Suppose I am to summarize the causes of injuries when running on a treadmill. In that case, most users fail to implement the basic safety measures they need to follow when running on a treadmill. Though it seems obvious, most users do not adhere to this measure.
If you are a beginner, ensure that you’re wearing proper attire, take it slow, and implement the correct form. If you can train under the supervision of a physical therapist, then it is much safer.
Common Treadmill Injuries & How To Avoid Them (FAQs)
Are Treadmill Injuries Common?
Among the hugely popular exercises, the treadmill has a considerable injury rate, and many people end up at the hospital every year with skinned knees or sprained ankles. However, fatal injuries are rare though not impossible.
Can I Use The Treadmill Even If I Have Lower Back Pain?
Walking on a treadmill can relieve your back pain when done properly at low intensity. It also strengthens your back to prevent new injuries.
So, it is beneficial to walk on a treadmill even if you have lower back pain.
Is Treadmill Exercise Safe For Senior Citizens?
Senior citizens can comfortably work out on a treadmill, but they should understand that they need to limit their activity based on their endurance levels.
It is good to work out under the supervision of trained personnel and design a specialized regimen that suits them.
Treadmill walking can benefit the elderly in the below ways:
- It improves the blood oxygen saturation and lung capacity
- Boost the cardiac health
- Helps in injury recovery our post-surgery rehabilitation
- Offers gait training for recovery from stroke for those having Parkinson’s disease
- Develops leg muscles
- It helps in losing weight
- Strengthens the abdominal muscles
What Are The Injury Types Commonly Found In Elders Using Treadmills?
Senior people are more fragile and susceptible to sprains and strain, so much so as even a simple fall can result in breaking their bones.
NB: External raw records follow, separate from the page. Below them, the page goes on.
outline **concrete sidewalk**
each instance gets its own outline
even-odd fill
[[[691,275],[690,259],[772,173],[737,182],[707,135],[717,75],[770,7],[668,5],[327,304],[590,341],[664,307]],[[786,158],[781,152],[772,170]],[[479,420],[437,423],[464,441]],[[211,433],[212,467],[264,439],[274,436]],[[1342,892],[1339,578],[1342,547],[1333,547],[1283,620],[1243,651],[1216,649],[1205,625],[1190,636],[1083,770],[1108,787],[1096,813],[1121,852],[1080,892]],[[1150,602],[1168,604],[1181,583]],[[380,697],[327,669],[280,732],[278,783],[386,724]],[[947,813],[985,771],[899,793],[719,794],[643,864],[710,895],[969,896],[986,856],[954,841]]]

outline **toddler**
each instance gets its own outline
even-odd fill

It is nothing different even with treadmills, and needless to say, they are more vulnerable than younger people and have a greater probability of ending up in hospital.
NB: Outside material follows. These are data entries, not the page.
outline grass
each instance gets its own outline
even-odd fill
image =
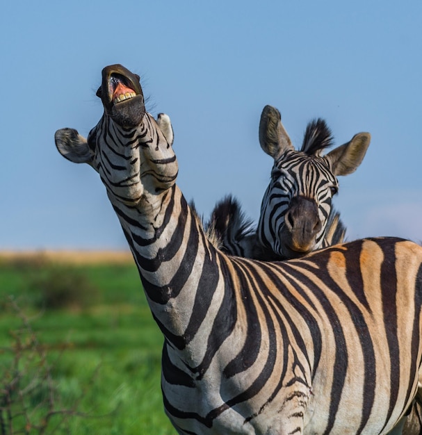
[[[78,283],[76,299],[70,298],[61,307],[43,306],[50,294],[45,288],[63,291],[65,282]],[[52,418],[49,429],[53,432],[46,434],[175,434],[162,404],[163,337],[133,264],[2,261],[0,300],[8,295],[17,301],[47,355],[57,407],[75,411],[63,424],[63,415]],[[22,320],[6,306],[2,311],[0,347],[4,349],[15,346],[10,331],[19,329]],[[13,352],[0,352],[0,379],[13,358]],[[22,370],[30,375],[40,363],[26,361]],[[42,413],[41,395],[31,396],[28,403]]]

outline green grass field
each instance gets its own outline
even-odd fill
[[[0,423],[8,412],[16,416],[13,431],[3,433],[17,433],[17,425],[26,431],[19,433],[41,433],[35,426],[53,402],[72,412],[53,413],[46,434],[175,434],[163,410],[163,337],[134,264],[1,261],[0,301]],[[22,317],[36,345],[19,332]],[[34,347],[46,356],[48,376]],[[8,395],[4,385],[15,372],[22,376]]]

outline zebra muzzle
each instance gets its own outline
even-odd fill
[[[284,250],[292,256],[311,252],[321,227],[315,201],[306,197],[294,197],[284,215],[284,225],[279,234]]]

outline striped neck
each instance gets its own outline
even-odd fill
[[[166,338],[181,349],[222,290],[218,254],[176,185],[160,195],[159,208],[159,214],[145,215],[145,209],[114,207],[153,315]]]

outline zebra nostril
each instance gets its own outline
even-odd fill
[[[316,223],[315,224],[314,227],[314,233],[316,234],[316,233],[318,233],[320,229],[321,229],[321,221],[318,219],[316,221]]]
[[[290,230],[295,227],[295,220],[290,211],[288,211],[284,215],[284,223]]]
Injuries are mostly found from the hip to the toe region that is the lower limb area. Individuals aged about 65 are prone to trunk injuries and head injuries.
Also, strain and sprain from fall is most prevalent injury among seniors. Their injuries to lower body parts such as knees, hips, and ankles have a long-term impact.
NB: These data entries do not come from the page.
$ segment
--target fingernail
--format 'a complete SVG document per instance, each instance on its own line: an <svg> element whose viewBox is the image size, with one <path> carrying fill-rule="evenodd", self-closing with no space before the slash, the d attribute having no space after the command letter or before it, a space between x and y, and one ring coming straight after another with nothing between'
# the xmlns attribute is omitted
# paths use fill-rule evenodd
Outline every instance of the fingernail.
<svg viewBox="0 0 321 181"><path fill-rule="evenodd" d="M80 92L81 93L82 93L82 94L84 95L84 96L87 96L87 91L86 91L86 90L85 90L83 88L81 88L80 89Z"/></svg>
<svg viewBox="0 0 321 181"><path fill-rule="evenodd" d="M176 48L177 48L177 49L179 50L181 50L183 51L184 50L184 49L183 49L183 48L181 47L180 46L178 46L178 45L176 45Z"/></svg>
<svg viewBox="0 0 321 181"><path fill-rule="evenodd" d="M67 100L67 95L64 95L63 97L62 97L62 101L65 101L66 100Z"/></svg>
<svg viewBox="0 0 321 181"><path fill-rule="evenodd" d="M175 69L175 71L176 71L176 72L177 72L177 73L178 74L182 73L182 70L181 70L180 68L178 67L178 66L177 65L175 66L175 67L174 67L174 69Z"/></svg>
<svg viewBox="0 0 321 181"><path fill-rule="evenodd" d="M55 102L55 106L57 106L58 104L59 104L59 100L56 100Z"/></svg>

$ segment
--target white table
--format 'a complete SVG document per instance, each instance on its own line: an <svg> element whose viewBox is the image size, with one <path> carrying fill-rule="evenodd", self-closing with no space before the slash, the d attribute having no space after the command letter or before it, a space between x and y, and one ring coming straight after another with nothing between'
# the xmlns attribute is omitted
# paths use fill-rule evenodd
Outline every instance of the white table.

Tips To Prevent Dehydration And Painful Muscle Cramps
Apart from injuries, a major issue encountered by runners is dehydration. Both indoor and outdoor running require plenty of hydration when you run or walk.
Doing so will assist your body in transition from workout mode to normal mode by cooling your body properly.
It is easier to avoid dehydration when you’re running on a treadmill as they usually have bottle holders where you can conveniently place your liquids to rehydrate yourself frequently. Also, proper protein intake is an important point to keep in mind.
When you run, your muscle gets wasted if you do not give enough protein resulting in painful cramps during or after running.
Your body needs protein to repair the muscular damage and to build it back into a healthy muscle.